There is also a long, horrific history of flagrant misogyny in the Church. There are archbishops removing a woman’s name from Scripture. Clement said “every woman should be filled with shame by the thought that she is a woman.” Tertullian described women as “being built over a sewer.” St. Augustine asserted that women were not created in the image of God and that we have “no use” (except, he grudgingly acknowledges, possibly pregnancy). Even Thomas Aquinas, who Walsh quoted here, said that women are “defective and misbegotten.” John Wesley told women to be “content with insignificance” and Martin Luther… well, he said a bunch of shit, because by even Christian-theologian-patriarch standards, Luther was a misogynistic son of a bitch.

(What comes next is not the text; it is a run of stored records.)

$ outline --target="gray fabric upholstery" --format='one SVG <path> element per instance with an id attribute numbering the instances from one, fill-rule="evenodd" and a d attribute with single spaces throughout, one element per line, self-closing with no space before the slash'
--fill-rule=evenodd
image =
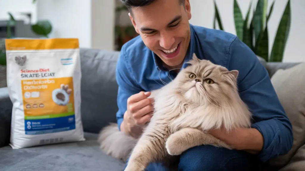
<path id="1" fill-rule="evenodd" d="M 13 106 L 7 88 L 0 88 L 0 148 L 9 142 Z"/>
<path id="2" fill-rule="evenodd" d="M 81 110 L 85 131 L 97 133 L 109 122 L 116 122 L 115 69 L 119 53 L 81 49 Z"/>
<path id="3" fill-rule="evenodd" d="M 0 88 L 0 170 L 120 171 L 124 164 L 103 153 L 97 134 L 116 122 L 117 85 L 116 62 L 119 52 L 81 49 L 81 116 L 84 141 L 13 150 L 9 142 L 12 103 L 6 88 Z M 296 64 L 270 63 L 260 60 L 271 77 L 277 69 Z M 6 146 L 1 148 L 2 146 Z"/>
<path id="4" fill-rule="evenodd" d="M 12 150 L 0 148 L 1 171 L 120 171 L 124 163 L 103 153 L 96 134 L 85 134 L 87 140 Z"/>

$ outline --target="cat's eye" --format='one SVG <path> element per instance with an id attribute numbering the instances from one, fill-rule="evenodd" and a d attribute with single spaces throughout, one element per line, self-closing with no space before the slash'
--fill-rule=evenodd
<path id="1" fill-rule="evenodd" d="M 192 73 L 190 74 L 190 78 L 191 79 L 194 79 L 196 78 L 196 75 Z"/>
<path id="2" fill-rule="evenodd" d="M 214 81 L 211 79 L 207 79 L 206 80 L 206 82 L 209 84 L 211 84 L 214 83 Z"/>

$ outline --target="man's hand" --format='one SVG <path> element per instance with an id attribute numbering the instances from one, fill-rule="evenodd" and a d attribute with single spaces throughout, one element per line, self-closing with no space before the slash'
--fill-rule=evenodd
<path id="1" fill-rule="evenodd" d="M 135 138 L 140 136 L 143 126 L 151 118 L 153 111 L 153 99 L 148 97 L 150 94 L 149 92 L 141 91 L 128 98 L 127 110 L 124 114 L 121 131 Z"/>
<path id="2" fill-rule="evenodd" d="M 239 128 L 229 131 L 222 128 L 208 132 L 235 149 L 256 154 L 263 149 L 264 138 L 255 128 Z"/>

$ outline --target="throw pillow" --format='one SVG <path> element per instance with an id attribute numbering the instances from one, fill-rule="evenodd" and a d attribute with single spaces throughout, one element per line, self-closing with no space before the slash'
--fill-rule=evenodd
<path id="1" fill-rule="evenodd" d="M 271 81 L 292 125 L 293 144 L 287 154 L 269 161 L 272 167 L 286 165 L 305 144 L 305 63 L 278 70 Z"/>

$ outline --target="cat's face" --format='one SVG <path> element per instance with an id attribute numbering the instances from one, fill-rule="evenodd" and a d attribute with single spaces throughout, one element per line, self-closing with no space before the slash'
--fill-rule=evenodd
<path id="1" fill-rule="evenodd" d="M 209 61 L 199 59 L 195 54 L 189 63 L 191 66 L 177 78 L 176 91 L 186 101 L 220 105 L 222 101 L 229 100 L 228 93 L 236 91 L 238 71 L 229 71 Z"/>
<path id="2" fill-rule="evenodd" d="M 26 61 L 26 56 L 23 56 L 22 57 L 18 56 L 15 57 L 15 62 L 21 66 L 24 66 L 25 64 L 25 62 Z"/>

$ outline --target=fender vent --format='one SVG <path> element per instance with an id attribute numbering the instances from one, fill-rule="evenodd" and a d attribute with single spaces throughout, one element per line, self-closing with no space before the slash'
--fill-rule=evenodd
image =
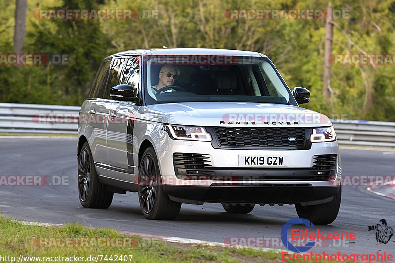
<path id="1" fill-rule="evenodd" d="M 333 170 L 336 169 L 337 154 L 315 155 L 313 159 L 313 167 L 316 170 Z"/>
<path id="2" fill-rule="evenodd" d="M 211 166 L 210 156 L 199 153 L 174 153 L 173 155 L 176 168 L 204 169 Z"/>

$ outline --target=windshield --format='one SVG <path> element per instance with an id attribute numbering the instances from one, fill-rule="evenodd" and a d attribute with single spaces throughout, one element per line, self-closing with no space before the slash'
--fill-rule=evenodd
<path id="1" fill-rule="evenodd" d="M 294 104 L 289 88 L 268 58 L 223 55 L 205 55 L 202 58 L 202 56 L 146 57 L 142 63 L 147 73 L 146 104 L 195 101 Z"/>

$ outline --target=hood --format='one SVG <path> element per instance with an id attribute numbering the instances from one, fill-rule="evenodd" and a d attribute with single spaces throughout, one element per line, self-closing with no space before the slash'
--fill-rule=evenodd
<path id="1" fill-rule="evenodd" d="M 323 114 L 295 106 L 251 102 L 183 102 L 140 108 L 138 118 L 198 126 L 319 127 L 331 125 Z"/>

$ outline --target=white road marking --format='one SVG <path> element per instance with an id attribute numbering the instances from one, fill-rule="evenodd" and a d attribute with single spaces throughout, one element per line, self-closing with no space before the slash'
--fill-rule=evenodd
<path id="1" fill-rule="evenodd" d="M 18 221 L 17 220 L 14 220 L 14 221 L 26 225 L 37 225 L 38 226 L 56 227 L 64 225 L 61 224 L 51 224 L 48 223 L 40 223 L 40 222 L 27 222 L 26 221 Z"/>

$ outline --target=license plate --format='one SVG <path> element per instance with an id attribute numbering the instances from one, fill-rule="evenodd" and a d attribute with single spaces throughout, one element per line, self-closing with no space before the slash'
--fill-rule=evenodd
<path id="1" fill-rule="evenodd" d="M 239 155 L 239 166 L 276 167 L 288 166 L 286 155 Z"/>

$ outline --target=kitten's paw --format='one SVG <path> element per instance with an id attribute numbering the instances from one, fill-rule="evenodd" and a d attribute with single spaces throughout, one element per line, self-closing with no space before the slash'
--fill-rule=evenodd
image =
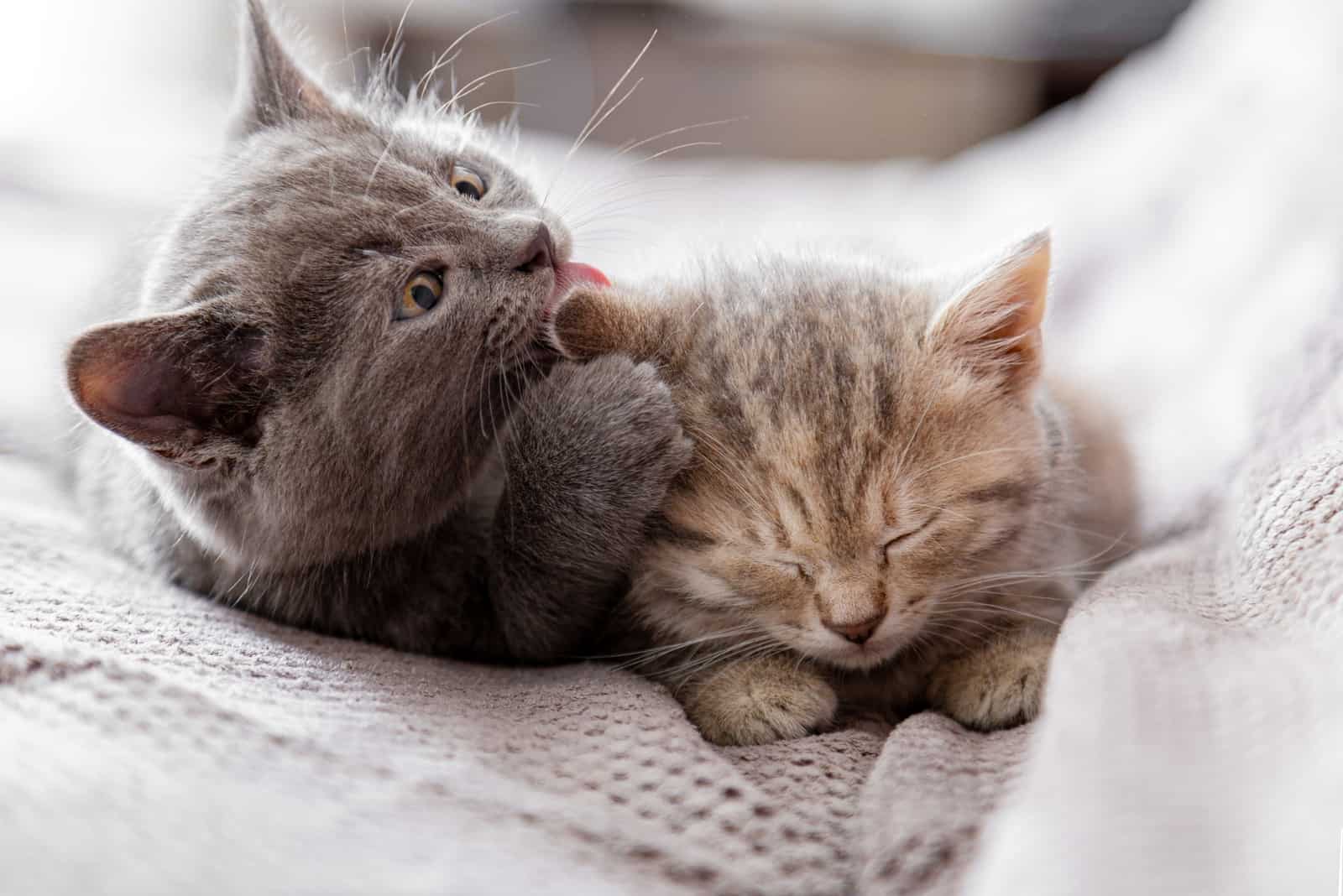
<path id="1" fill-rule="evenodd" d="M 732 663 L 692 688 L 686 716 L 720 746 L 791 740 L 829 727 L 839 700 L 815 672 L 779 657 Z"/>
<path id="2" fill-rule="evenodd" d="M 568 406 L 565 433 L 592 467 L 588 475 L 622 490 L 651 511 L 694 449 L 681 429 L 672 390 L 650 363 L 607 355 L 583 365 L 563 363 L 551 374 Z"/>
<path id="3" fill-rule="evenodd" d="M 1039 715 L 1056 633 L 1023 629 L 933 671 L 932 706 L 967 728 L 997 731 Z"/>

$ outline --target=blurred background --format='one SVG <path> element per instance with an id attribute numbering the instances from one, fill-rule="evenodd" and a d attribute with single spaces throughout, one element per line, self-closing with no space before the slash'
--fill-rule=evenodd
<path id="1" fill-rule="evenodd" d="M 442 71 L 488 119 L 517 114 L 536 133 L 572 135 L 657 31 L 631 101 L 599 139 L 745 119 L 696 139 L 724 154 L 870 160 L 944 157 L 1085 91 L 1159 38 L 1187 0 L 286 0 L 306 56 L 333 83 L 367 74 L 400 25 L 404 82 L 474 25 Z M 0 117 L 4 177 L 59 188 L 50 174 L 87 152 L 79 174 L 109 189 L 107 165 L 158 172 L 208 135 L 227 106 L 236 5 L 231 0 L 13 0 Z M 541 64 L 540 60 L 548 60 Z M 509 68 L 528 66 L 516 71 Z M 513 105 L 525 103 L 525 105 Z M 154 118 L 173 122 L 138 160 Z M 32 149 L 34 138 L 50 145 Z M 26 152 L 24 146 L 30 149 Z M 138 146 L 137 146 L 138 148 Z M 700 149 L 700 148 L 697 148 Z M 102 157 L 102 161 L 98 158 Z M 75 185 L 75 184 L 70 184 Z"/>

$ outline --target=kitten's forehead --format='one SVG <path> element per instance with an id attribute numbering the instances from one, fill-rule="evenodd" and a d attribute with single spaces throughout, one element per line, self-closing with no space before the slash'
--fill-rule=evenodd
<path id="1" fill-rule="evenodd" d="M 379 121 L 345 115 L 254 135 L 226 172 L 224 185 L 244 189 L 306 185 L 314 199 L 404 201 L 442 189 L 454 165 L 489 184 L 489 205 L 537 205 L 530 185 L 496 152 L 488 131 L 463 122 L 416 117 Z"/>
<path id="2" fill-rule="evenodd" d="M 751 488 L 759 500 L 737 512 L 767 510 L 780 538 L 870 551 L 901 507 L 979 475 L 955 457 L 1011 439 L 997 416 L 1017 410 L 924 350 L 935 284 L 787 264 L 709 282 L 724 292 L 674 361 L 704 457 L 692 484 Z M 1013 463 L 1003 452 L 982 465 Z"/>

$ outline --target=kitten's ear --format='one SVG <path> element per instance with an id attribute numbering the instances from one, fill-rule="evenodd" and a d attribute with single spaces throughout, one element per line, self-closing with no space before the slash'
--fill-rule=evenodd
<path id="1" fill-rule="evenodd" d="M 663 346 L 658 309 L 615 288 L 579 287 L 551 318 L 551 346 L 571 361 L 626 354 L 650 361 Z"/>
<path id="2" fill-rule="evenodd" d="M 1049 231 L 1041 231 L 963 287 L 928 325 L 928 343 L 1009 388 L 1026 388 L 1041 370 L 1048 296 Z"/>
<path id="3" fill-rule="evenodd" d="M 199 307 L 86 331 L 66 355 L 66 378 L 94 423 L 205 467 L 255 444 L 265 362 L 261 330 Z"/>
<path id="4" fill-rule="evenodd" d="M 285 47 L 262 0 L 244 0 L 238 98 L 230 134 L 242 139 L 266 127 L 333 114 L 334 105 Z"/>

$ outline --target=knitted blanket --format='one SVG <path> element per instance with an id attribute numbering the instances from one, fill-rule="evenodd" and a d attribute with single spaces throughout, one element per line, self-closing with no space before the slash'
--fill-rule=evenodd
<path id="1" fill-rule="evenodd" d="M 400 655 L 169 587 L 4 456 L 0 892 L 1332 892 L 1339 35 L 1331 0 L 1210 0 L 947 165 L 720 165 L 661 219 L 674 243 L 721 201 L 752 209 L 725 231 L 948 252 L 1053 221 L 1050 350 L 1123 409 L 1146 523 L 1064 625 L 1039 720 L 714 748 L 602 664 Z"/>

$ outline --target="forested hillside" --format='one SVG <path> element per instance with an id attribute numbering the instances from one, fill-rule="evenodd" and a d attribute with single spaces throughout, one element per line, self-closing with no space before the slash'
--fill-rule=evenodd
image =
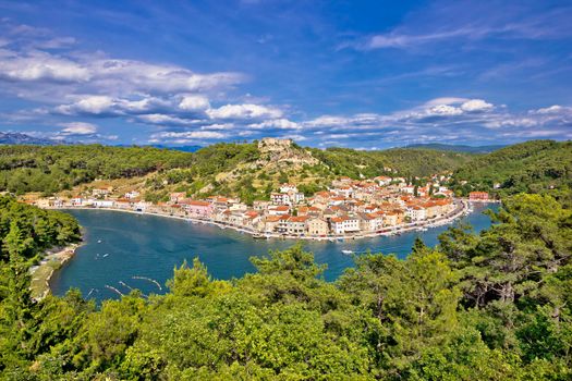
<path id="1" fill-rule="evenodd" d="M 452 171 L 473 158 L 473 155 L 470 153 L 424 148 L 394 148 L 379 151 L 327 148 L 325 150 L 313 149 L 312 152 L 337 175 L 353 179 L 358 179 L 360 174 L 374 177 L 384 173 L 428 176 Z"/>
<path id="2" fill-rule="evenodd" d="M 572 142 L 533 140 L 476 157 L 459 168 L 461 194 L 488 190 L 499 196 L 572 188 Z M 466 181 L 466 184 L 462 184 Z M 495 186 L 496 185 L 496 186 Z"/>
<path id="3" fill-rule="evenodd" d="M 258 142 L 216 144 L 193 153 L 100 145 L 0 146 L 0 190 L 52 194 L 97 179 L 146 176 L 141 190 L 149 200 L 166 199 L 169 192 L 177 190 L 196 196 L 240 196 L 252 201 L 268 198 L 278 184 L 289 181 L 309 195 L 340 175 L 425 176 L 455 169 L 472 158 L 428 149 L 319 150 L 285 142 L 277 147 Z"/>
<path id="4" fill-rule="evenodd" d="M 1 379 L 572 377 L 572 213 L 548 195 L 507 199 L 488 231 L 450 230 L 435 249 L 418 241 L 405 260 L 361 256 L 334 283 L 295 246 L 233 281 L 183 263 L 167 295 L 133 292 L 100 308 L 76 291 L 33 303 L 22 263 L 47 244 L 31 246 L 20 225 L 39 211 L 8 198 L 0 208 L 11 216 L 0 236 Z"/>
<path id="5" fill-rule="evenodd" d="M 141 176 L 188 165 L 188 153 L 156 148 L 0 146 L 0 190 L 50 194 L 98 177 Z"/>

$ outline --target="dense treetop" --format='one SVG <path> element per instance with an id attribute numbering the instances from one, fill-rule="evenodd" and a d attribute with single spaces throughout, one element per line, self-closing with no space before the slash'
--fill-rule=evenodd
<path id="1" fill-rule="evenodd" d="M 532 140 L 475 157 L 453 173 L 462 194 L 488 190 L 499 196 L 572 187 L 572 142 Z M 467 184 L 462 185 L 461 181 Z M 497 188 L 495 188 L 497 185 Z"/>
<path id="2" fill-rule="evenodd" d="M 183 263 L 168 294 L 96 307 L 77 291 L 29 299 L 25 258 L 74 235 L 34 230 L 31 245 L 20 224 L 61 214 L 2 198 L 0 378 L 569 380 L 572 211 L 562 199 L 507 198 L 488 231 L 451 229 L 436 248 L 417 241 L 405 260 L 356 257 L 333 283 L 296 245 L 231 281 Z"/>

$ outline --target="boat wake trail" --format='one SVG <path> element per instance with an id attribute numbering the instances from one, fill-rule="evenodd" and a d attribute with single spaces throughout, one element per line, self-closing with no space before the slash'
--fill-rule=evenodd
<path id="1" fill-rule="evenodd" d="M 119 296 L 124 296 L 124 295 L 121 293 L 121 291 L 119 291 L 118 288 L 115 288 L 115 287 L 113 287 L 113 286 L 110 286 L 109 284 L 106 284 L 106 288 L 109 288 L 109 290 L 111 290 L 111 291 L 118 293 Z"/>
<path id="2" fill-rule="evenodd" d="M 162 287 L 161 287 L 161 285 L 159 284 L 159 282 L 157 282 L 157 281 L 154 280 L 154 279 L 150 279 L 150 278 L 147 278 L 147 276 L 137 276 L 137 275 L 135 275 L 135 276 L 131 276 L 131 278 L 132 278 L 132 279 L 142 279 L 142 280 L 144 280 L 144 281 L 148 281 L 148 282 L 155 283 L 155 284 L 157 285 L 157 287 L 159 287 L 159 291 L 162 291 Z"/>

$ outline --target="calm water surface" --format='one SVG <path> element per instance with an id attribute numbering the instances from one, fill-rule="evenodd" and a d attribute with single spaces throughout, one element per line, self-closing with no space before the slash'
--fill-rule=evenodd
<path id="1" fill-rule="evenodd" d="M 480 231 L 490 225 L 483 214 L 485 208 L 498 209 L 498 205 L 476 206 L 474 212 L 459 222 L 468 222 Z M 77 287 L 84 296 L 101 300 L 119 295 L 106 287 L 112 286 L 122 293 L 139 288 L 143 293 L 165 292 L 165 282 L 172 276 L 173 268 L 183 260 L 192 262 L 194 257 L 203 261 L 210 274 L 217 279 L 242 276 L 255 271 L 248 257 L 261 256 L 270 249 L 283 249 L 294 241 L 253 239 L 250 235 L 216 226 L 196 225 L 183 220 L 117 212 L 110 210 L 69 210 L 84 228 L 84 245 L 76 251 L 51 281 L 56 295 L 64 294 L 70 287 Z M 399 236 L 381 236 L 349 242 L 304 242 L 307 250 L 314 253 L 318 263 L 327 263 L 326 280 L 334 280 L 343 269 L 353 266 L 351 256 L 342 249 L 356 253 L 370 249 L 384 254 L 393 253 L 404 258 L 416 236 L 434 246 L 437 236 L 446 226 L 433 228 L 426 232 L 410 232 Z M 156 280 L 159 287 L 144 279 Z"/>

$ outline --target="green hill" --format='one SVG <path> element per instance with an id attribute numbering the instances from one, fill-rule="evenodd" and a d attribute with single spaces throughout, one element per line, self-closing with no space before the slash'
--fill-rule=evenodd
<path id="1" fill-rule="evenodd" d="M 453 188 L 461 194 L 488 190 L 504 196 L 570 187 L 572 142 L 532 140 L 509 146 L 468 161 L 453 177 Z"/>
<path id="2" fill-rule="evenodd" d="M 145 176 L 142 190 L 149 200 L 165 199 L 177 190 L 241 196 L 248 201 L 267 198 L 283 182 L 295 182 L 312 194 L 342 175 L 426 176 L 453 170 L 472 158 L 429 149 L 320 150 L 280 139 L 216 144 L 196 152 L 101 145 L 2 146 L 0 190 L 51 194 L 98 179 Z"/>

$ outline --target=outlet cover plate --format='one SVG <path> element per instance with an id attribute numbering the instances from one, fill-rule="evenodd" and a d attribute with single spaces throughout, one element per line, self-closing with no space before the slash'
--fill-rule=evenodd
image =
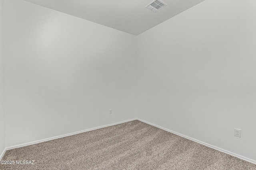
<path id="1" fill-rule="evenodd" d="M 241 137 L 241 129 L 235 128 L 235 136 Z"/>

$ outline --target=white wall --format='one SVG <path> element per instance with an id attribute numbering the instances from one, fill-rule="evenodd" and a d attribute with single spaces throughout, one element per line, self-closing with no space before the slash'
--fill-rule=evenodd
<path id="1" fill-rule="evenodd" d="M 256 21 L 206 0 L 138 36 L 138 118 L 256 160 Z"/>
<path id="2" fill-rule="evenodd" d="M 3 51 L 3 1 L 0 0 L 0 159 L 5 149 L 4 109 L 4 53 Z"/>
<path id="3" fill-rule="evenodd" d="M 135 36 L 20 0 L 4 14 L 6 147 L 136 117 Z"/>

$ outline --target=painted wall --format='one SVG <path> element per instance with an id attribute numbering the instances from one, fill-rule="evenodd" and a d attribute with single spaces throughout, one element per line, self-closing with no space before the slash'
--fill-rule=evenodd
<path id="1" fill-rule="evenodd" d="M 256 160 L 255 21 L 206 0 L 138 35 L 138 118 Z"/>
<path id="2" fill-rule="evenodd" d="M 4 14 L 6 147 L 136 117 L 135 36 L 22 0 Z"/>
<path id="3" fill-rule="evenodd" d="M 5 149 L 4 108 L 3 0 L 0 0 L 0 158 Z"/>

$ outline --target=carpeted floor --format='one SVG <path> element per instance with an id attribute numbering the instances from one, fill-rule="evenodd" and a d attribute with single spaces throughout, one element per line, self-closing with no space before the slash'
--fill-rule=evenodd
<path id="1" fill-rule="evenodd" d="M 256 170 L 138 120 L 8 150 L 2 160 L 15 164 L 0 164 L 1 170 Z"/>

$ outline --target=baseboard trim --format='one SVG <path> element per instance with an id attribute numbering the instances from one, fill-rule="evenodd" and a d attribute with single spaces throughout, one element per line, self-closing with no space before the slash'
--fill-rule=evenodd
<path id="1" fill-rule="evenodd" d="M 3 151 L 3 152 L 2 152 L 2 153 L 1 154 L 1 155 L 0 155 L 0 160 L 2 160 L 2 159 L 3 158 L 3 156 L 4 156 L 4 155 L 5 153 L 5 152 L 6 152 L 6 149 L 5 148 L 4 150 Z"/>
<path id="2" fill-rule="evenodd" d="M 8 147 L 6 148 L 5 150 L 10 150 L 10 149 L 14 149 L 15 148 L 20 148 L 21 147 L 26 147 L 26 146 L 36 144 L 36 143 L 41 143 L 41 142 L 44 142 L 46 141 L 50 141 L 52 140 L 56 139 L 58 138 L 61 138 L 63 137 L 66 137 L 69 136 L 71 136 L 77 134 L 78 133 L 81 133 L 85 132 L 88 132 L 89 131 L 93 131 L 94 130 L 98 129 L 99 129 L 103 128 L 104 127 L 108 127 L 109 126 L 113 126 L 113 125 L 118 125 L 119 124 L 123 123 L 125 122 L 128 122 L 128 121 L 132 121 L 136 120 L 137 119 L 132 119 L 129 120 L 127 120 L 124 121 L 122 121 L 119 122 L 115 123 L 114 123 L 109 124 L 108 125 L 105 125 L 103 126 L 99 126 L 98 127 L 94 127 L 93 128 L 83 130 L 82 131 L 78 131 L 75 132 L 73 132 L 72 133 L 68 133 L 65 135 L 62 135 L 59 136 L 57 136 L 54 137 L 52 137 L 49 138 L 46 138 L 44 139 L 41 139 L 33 142 L 28 142 L 23 144 L 18 145 L 17 145 L 13 146 L 12 147 Z M 5 151 L 4 152 L 5 152 Z M 4 155 L 3 154 L 3 156 Z M 1 155 L 2 156 L 2 155 Z"/>
<path id="3" fill-rule="evenodd" d="M 233 156 L 234 156 L 236 157 L 237 157 L 238 158 L 239 158 L 240 159 L 242 159 L 243 160 L 246 160 L 246 161 L 249 162 L 250 162 L 252 163 L 253 164 L 256 164 L 256 160 L 253 160 L 252 159 L 250 159 L 250 158 L 246 158 L 246 157 L 240 155 L 239 154 L 235 154 L 234 153 L 233 153 L 233 152 L 230 152 L 230 151 L 229 151 L 228 150 L 225 150 L 225 149 L 222 149 L 221 148 L 219 148 L 218 147 L 215 147 L 215 146 L 213 146 L 213 145 L 211 145 L 210 144 L 209 144 L 206 143 L 205 142 L 202 142 L 201 141 L 199 141 L 198 140 L 194 139 L 194 138 L 192 138 L 191 137 L 188 137 L 188 136 L 183 135 L 181 134 L 180 133 L 177 133 L 176 132 L 174 132 L 174 131 L 171 131 L 171 130 L 170 130 L 170 129 L 166 129 L 166 128 L 165 128 L 164 127 L 162 127 L 161 126 L 157 125 L 155 125 L 154 124 L 152 123 L 151 123 L 147 122 L 147 121 L 145 121 L 144 120 L 142 120 L 142 119 L 138 119 L 137 118 L 137 119 L 139 120 L 139 121 L 142 121 L 142 122 L 144 122 L 144 123 L 146 123 L 148 124 L 149 125 L 151 125 L 154 126 L 155 127 L 158 127 L 158 128 L 161 129 L 163 129 L 163 130 L 165 130 L 166 131 L 167 131 L 168 132 L 170 132 L 170 133 L 174 133 L 174 134 L 175 135 L 177 135 L 178 136 L 180 136 L 181 137 L 184 137 L 184 138 L 186 138 L 186 139 L 188 139 L 190 140 L 191 141 L 194 141 L 194 142 L 196 142 L 197 143 L 200 143 L 200 144 L 203 145 L 204 145 L 206 146 L 206 147 L 209 147 L 210 148 L 212 148 L 213 149 L 216 149 L 216 150 L 219 150 L 219 151 L 220 151 L 220 152 L 224 152 L 224 153 L 226 153 L 227 154 L 230 154 L 230 155 Z"/>

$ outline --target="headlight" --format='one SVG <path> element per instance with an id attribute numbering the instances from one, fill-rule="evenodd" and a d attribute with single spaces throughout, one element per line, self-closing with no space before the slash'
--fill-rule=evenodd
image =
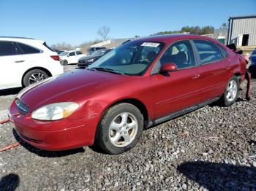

This is why the church needs feminism– because the last two thousand years of church teachings have been riddled by misogyny and sexism. Many of St. Augustine’s writings form the basis for long-held Christian orthodoxy, and he declared that half of the people on this earth do not bear the imago dei. Martin Luther, whose teachings formed the basis for Protestantism and evangelicalism, said that it’s better for women to die in childbirth than to live a long life. Christian feminism seeks to overcome these failings in our theological systems, to breathe fresh life into these doctrines so that they more truly represent what Christ did and taught.

 Similarly, equal legal protections are good, and feminism, at one point many years ago, helped ensure those legal protections. Times have changes, and feminism no longer serves that purpose.

Yes, technically, women have the right to vote, own property, and divorce their abusive husbands now– so yes, feminism is no longer pursuing those goals. However, sexism still exists, as does the reality that 1 in 4 little girls will be sexually abused, that 1 in 5 women will be sexually assaulted, that 1 in 7 married women will be raped by their husbands.

Walsh doesn’t even mention this. He accuses feminists of painting some horrible picture of reality that doesn’t exist– that feminists are literally making shit up in order to convince women that they’re oppressed with some horrible, fake, woe-is-me sob story. Except, most women– with the exception of women like Mary Pride, Mary Kassian, Phyllis Schlafly, and Elisabeth Elliot, who somehow ignore this– experience oppression every single damn day of their lives. We are catcalled and harassed virtually everywhere we go. I had a male friend look me in the face and say that it just makes sense for a man to dismiss a woman’s arguments because we’re “too hormonal.” Women, for a variety of factors, earn less than men, with Hispanic and black women being horribly affected by the wage gap.

Feminism is necessary because of these things. Feminism doesn’t just exist to protect reproductive rights. It exists to fight for the marginalized and oppressed, no matter what shape that person might take.

We’re not fighting to be “the same” as men, as Walsh argues when he accuses feminists of being gnostic (which, wow, does that ever expose his complete ignorance on this subject). We’re still fighting because men like Walsh can write an entire post about how “feminism is not your friend,” never even once mention the rampant violence against women, and hardly anyone will even notice.